Ese “habrá que caminar / por pabellones de Jazz” en “Plaza Mayo” renace vivo en “Ostra”. Vemos cómo se abre el poeta y se inclina al viaje de la poesía, las ganancias y las pérdidas. Donde ha dicho, por ejemplo, “jugando a que mis otros muertos / no me ignoran” nace la conciencia auténtica de la muerte. Y creo que esta conciencia da más vida que la simple apreciación de que vivimos en apretados calendarios. En los versos “convertirse en hedor, / en una flama verde de grafía” presiento su biografía inscrita. Supongo que esa flama verde me recuerda al bolígrafo de color con el que lo vi escribir en diversas ocasiones. Vi a Frank rebanarse los sesos frente la página.

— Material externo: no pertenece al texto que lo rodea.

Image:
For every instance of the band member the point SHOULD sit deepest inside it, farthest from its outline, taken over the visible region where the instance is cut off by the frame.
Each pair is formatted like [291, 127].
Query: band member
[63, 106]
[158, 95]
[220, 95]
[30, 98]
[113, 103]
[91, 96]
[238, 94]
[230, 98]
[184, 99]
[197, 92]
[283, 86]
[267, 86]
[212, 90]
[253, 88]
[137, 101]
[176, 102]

En Caratango contamos con la sinestesia, los rituales de café y su oficio artesanal de poeta. Bastará decir que la caligrafía de Rafael Frank no intenta segregar al mundo, sino que su bolígrafo abre la cicatriz para expectorar la pus del otro, su semejante, para que no cierre la herida pero que la ámpula epidérmica desaparezca. Quizá el trabajo de Frank está precisamente en los albores de un bandoneón: esa conciencia cultural que se sabe, se reconoce, y sólo así puede y podrá hacerse una revolución también finita. He aquí el movimiento, volver a levantarse de entre los muertos. Pero no claudicar sencillo, galopar hasta los míticos páramos negros de Antonio Colinas. Frank deshebra al lenguaje, toca, rasga, lo que en un momento no tenía nombre. Escribe, atina y canta: “Entregarse a los mares de polvo / buscando el descanso”.

***
Lo siguiente no se leyó en público.

Carta a Rafael Frank:
Frank, a los veinte años de mi vida ya había muerto veinte veces. A los veinte entró y salió la muerte, con su herida latente de quien extiende su mano para fundar el campo vacío. Entonces a los veinte aquí también reinó el silencio del espejo que mira incluso a través de la sábana que la cubre.
Al mirarme en la luna del espejo le pedí a mi madre un mausoleo, que el epitafio se inscriba con ceniza y que, sobre todo, ella no se vaya conmigo.
A los veinte años en el horizonte arden los segundos, crecen los matojos del instante, desplaza ecos, aplasta vidas, danza al fin a lo que no se multiplica ni duele ni perece: la infinita y vieja Nada.
Vi a Frank arrojarle piedras al tiempo cuando los dos teníamos veinte. Lo vi decirme el anuncio de una muerte y la esperanza de otra cosa también hecha de ceniza y polvo.
A los veinte seguimos moribundos, más de veinte hombros tuvimos para llenar de lágrimas y más de veinte hombros fuimos para que nos llenaran divididos.